Typically, the benefits of text and structure editing are combined in the user interface of a single hybrid tool. For example, Emacs is fundamentally a text editor, but supports the manipulation of words, sentences, and paragraphs as structures that are inferred from the text. Conversely, Dreamweaver is fundamentally a structure editor for marked up web documents, but supports the display and manipulation of raw HTML text as well. Similarly, molecule editors typically support both graphical and textual input. Structure editing predominates when content is graphical and textual representations are awkward, e.g., CAD systems and PowerPoint. Text editing predominates when content is largely devoid of structure, e.g., text fields in web forms. WYSIWYG word processing systems such as Word, which appear to edit formatted text directly, are essentially structure editors for the underlying marked-up text.
In linguistics, syntax is the study of the structure of grammatical utterances, and accordingly syntax-directed editor is a synonym for structure editor. Language-based editor and language-sensitive editor are also synonyms. A language-based editor’s features may be implemented by ad hoc code or by a formal grammar. For example, language sensitivity in Emacs is implemented in the Lisp definition of the edit mode for the given language. In contrast, language sensitivity in an XML editor is driven by a formal DTD schema for the given language.
Structure editing has often been employed in source code editors. Each programming language typically has a well-defined syntax given by a context-free grammar, and accordingly the meaningful structural elements in source code written in the language correspond to the grammatical phrases in the text. Early syntax-directed source code editors included Interlisp-D (for Lisp’s limited syntax) and Emily (for PL/I’s rich syntax).
A syntax-directed editor may treat grammar rules as generative (e.g., offering the user templates that correspond to one or more steps in a formal derivation of program text) or proscriptive (e.g., preventing a phrase of a given part of speech from being moved to a context where another part of speech is required) or analytic (e.g., parsing textual edits to create a structured representation). Structure editing features in source code editors make it harder to write programs with invalid syntax. Language-sensitive editors may impose syntactic correctness as an absolute requirement (e.g., as did Mentor), or may tolerate syntax errors after issuing a warning (e.g., as did the Cornell Program Synthesizer).
Some syntax-directed editors monitor compliance with the context-sensitive constraints of a language such as type correctness. Such static-semantic constraints may be specified imperatively by actions (e.g., as in Gandalf), or declaratively by an attribute grammar (e.g., as in the Synthesizer Generator) or by unification in a many-sorted algebra (e.g., as in PAG ) or a logic program (e.g., as in Centaur and Pan), with compliance checked by the underlying editing machinery.

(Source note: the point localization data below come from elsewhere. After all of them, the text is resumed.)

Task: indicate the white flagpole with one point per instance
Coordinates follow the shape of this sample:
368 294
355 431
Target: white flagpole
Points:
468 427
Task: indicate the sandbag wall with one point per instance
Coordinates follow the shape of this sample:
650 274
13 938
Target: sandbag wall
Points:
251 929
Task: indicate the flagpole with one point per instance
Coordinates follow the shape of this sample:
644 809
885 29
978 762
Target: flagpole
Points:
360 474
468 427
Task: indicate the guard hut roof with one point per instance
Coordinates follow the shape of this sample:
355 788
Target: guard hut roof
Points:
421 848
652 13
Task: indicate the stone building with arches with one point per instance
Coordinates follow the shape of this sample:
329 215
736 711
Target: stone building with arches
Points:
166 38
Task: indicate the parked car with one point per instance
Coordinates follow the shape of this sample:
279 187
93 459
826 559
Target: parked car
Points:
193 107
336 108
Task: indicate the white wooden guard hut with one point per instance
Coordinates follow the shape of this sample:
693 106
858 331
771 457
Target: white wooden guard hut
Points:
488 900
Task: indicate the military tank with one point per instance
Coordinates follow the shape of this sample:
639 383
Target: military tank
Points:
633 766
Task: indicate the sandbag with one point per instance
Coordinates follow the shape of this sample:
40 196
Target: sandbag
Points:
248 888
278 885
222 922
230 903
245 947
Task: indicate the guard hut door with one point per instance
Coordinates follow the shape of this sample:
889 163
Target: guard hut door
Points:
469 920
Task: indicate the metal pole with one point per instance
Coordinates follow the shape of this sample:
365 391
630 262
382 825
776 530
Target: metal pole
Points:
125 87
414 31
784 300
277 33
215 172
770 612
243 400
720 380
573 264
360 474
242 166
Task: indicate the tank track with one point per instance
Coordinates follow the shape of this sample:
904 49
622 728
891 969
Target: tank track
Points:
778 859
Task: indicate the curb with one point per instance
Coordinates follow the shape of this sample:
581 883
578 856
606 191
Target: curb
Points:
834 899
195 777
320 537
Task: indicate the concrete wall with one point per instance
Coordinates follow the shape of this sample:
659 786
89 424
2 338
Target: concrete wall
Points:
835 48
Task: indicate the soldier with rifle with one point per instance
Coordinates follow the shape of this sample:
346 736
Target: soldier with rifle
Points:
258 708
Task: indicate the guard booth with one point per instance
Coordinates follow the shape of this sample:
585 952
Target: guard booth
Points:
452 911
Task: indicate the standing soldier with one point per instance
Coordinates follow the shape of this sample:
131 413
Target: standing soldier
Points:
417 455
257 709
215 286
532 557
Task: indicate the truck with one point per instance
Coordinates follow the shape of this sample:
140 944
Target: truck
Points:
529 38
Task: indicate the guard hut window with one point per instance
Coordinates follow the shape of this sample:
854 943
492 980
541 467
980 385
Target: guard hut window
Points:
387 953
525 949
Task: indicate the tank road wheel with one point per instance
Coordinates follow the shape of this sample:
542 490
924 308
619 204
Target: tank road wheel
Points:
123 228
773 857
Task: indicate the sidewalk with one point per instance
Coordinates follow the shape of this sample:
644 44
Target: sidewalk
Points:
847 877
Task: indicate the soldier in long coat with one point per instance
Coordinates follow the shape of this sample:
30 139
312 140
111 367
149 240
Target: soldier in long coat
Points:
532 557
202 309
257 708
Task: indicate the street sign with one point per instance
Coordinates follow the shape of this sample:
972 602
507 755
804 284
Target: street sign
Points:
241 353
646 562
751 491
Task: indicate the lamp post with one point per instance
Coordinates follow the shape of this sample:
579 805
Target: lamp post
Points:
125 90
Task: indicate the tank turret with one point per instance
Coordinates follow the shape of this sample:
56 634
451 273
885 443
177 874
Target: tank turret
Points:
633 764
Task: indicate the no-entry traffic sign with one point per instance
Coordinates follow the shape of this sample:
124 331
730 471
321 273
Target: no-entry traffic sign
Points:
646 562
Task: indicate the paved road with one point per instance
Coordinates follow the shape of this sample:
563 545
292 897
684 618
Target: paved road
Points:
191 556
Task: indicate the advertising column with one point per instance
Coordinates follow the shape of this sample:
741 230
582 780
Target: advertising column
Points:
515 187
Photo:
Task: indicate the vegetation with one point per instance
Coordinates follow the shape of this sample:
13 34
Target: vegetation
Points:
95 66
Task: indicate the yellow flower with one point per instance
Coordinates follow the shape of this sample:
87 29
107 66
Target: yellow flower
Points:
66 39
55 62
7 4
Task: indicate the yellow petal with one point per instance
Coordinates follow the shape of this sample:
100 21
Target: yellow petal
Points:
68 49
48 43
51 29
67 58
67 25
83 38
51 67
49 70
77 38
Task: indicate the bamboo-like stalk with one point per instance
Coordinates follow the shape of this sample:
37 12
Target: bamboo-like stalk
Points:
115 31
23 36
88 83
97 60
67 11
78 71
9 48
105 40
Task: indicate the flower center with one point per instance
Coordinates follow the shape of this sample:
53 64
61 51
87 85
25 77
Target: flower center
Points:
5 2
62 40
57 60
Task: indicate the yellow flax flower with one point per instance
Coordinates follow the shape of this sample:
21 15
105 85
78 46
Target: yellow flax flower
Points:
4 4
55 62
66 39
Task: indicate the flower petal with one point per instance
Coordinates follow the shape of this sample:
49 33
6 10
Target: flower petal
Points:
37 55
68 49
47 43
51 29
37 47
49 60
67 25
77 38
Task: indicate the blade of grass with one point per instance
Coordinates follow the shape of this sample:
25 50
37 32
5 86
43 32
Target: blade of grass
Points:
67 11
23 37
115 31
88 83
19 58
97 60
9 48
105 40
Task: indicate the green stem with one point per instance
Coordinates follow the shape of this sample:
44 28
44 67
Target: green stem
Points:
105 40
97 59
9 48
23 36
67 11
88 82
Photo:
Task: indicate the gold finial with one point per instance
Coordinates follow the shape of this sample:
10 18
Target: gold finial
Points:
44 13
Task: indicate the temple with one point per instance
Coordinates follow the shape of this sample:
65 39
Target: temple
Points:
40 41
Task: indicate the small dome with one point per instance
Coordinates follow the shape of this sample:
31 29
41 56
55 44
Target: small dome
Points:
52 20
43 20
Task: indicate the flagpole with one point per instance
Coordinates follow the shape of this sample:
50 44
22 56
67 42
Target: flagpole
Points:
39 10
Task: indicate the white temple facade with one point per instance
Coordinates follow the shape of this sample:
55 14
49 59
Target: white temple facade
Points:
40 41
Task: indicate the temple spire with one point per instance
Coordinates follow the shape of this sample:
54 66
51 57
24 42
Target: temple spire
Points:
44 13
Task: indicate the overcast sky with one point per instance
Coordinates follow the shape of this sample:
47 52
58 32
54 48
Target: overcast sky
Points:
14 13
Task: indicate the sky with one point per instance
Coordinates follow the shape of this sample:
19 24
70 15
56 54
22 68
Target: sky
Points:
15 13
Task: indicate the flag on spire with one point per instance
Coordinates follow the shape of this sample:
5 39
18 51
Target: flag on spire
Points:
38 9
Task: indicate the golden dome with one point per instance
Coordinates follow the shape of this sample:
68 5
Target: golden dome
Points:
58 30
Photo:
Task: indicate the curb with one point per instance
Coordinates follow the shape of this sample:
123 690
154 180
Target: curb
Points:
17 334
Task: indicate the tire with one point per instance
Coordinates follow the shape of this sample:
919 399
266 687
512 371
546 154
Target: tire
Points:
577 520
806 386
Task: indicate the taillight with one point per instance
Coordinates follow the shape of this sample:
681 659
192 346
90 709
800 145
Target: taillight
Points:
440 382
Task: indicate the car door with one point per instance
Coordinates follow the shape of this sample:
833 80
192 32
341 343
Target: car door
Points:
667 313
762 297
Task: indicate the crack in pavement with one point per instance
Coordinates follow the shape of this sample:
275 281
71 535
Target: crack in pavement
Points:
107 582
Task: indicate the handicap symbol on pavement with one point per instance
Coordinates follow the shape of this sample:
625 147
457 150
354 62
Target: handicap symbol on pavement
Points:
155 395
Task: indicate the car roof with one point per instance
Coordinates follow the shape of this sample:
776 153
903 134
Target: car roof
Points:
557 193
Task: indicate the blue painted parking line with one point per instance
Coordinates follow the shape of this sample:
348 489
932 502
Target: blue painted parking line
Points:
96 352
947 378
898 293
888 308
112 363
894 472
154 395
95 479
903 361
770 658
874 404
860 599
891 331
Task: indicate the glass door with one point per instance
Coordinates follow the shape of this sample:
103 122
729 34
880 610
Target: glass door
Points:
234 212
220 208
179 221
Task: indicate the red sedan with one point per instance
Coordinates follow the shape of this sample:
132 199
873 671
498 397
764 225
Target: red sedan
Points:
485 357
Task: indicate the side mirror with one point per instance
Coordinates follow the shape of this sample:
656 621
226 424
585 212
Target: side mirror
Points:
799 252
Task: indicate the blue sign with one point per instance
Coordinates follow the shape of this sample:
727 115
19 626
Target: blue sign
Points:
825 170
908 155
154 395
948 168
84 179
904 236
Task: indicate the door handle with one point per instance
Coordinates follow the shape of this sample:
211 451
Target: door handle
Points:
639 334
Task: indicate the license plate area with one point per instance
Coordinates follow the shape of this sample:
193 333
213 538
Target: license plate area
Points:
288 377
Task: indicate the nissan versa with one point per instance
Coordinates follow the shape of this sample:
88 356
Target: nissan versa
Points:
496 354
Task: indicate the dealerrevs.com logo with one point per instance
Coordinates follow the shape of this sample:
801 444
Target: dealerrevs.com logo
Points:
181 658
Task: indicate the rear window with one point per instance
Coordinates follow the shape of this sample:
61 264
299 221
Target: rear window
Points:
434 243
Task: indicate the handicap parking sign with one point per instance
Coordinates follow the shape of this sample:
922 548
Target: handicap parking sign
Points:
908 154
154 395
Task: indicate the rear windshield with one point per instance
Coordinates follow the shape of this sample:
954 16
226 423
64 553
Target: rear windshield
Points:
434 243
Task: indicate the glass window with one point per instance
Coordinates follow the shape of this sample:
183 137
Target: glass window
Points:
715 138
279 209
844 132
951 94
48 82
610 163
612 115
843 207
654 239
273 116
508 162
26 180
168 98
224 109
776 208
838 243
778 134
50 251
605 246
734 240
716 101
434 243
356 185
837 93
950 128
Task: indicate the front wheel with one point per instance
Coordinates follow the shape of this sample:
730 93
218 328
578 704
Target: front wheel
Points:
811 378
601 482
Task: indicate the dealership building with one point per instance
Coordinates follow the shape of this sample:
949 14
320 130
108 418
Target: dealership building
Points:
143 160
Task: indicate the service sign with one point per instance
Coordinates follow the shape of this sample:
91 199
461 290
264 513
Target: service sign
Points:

It is common for a language sensitive editor to represent a document as a parse tree with respect to language’s grammar, or as an abstract syntax tree (AST). For example, a DOM tree is essentially an AST with respect to a given DTD. Frequently, the textual view of that underlying tree is generated by prettyprinting the underlying tree. Editors associated with intentional programming and language oriented programming for general purpose languages and domain specific languages share many of the features of language-sensitive editors, but aim for greater separation between the underlying representation (the intention) and the surface representation (text in a programming language).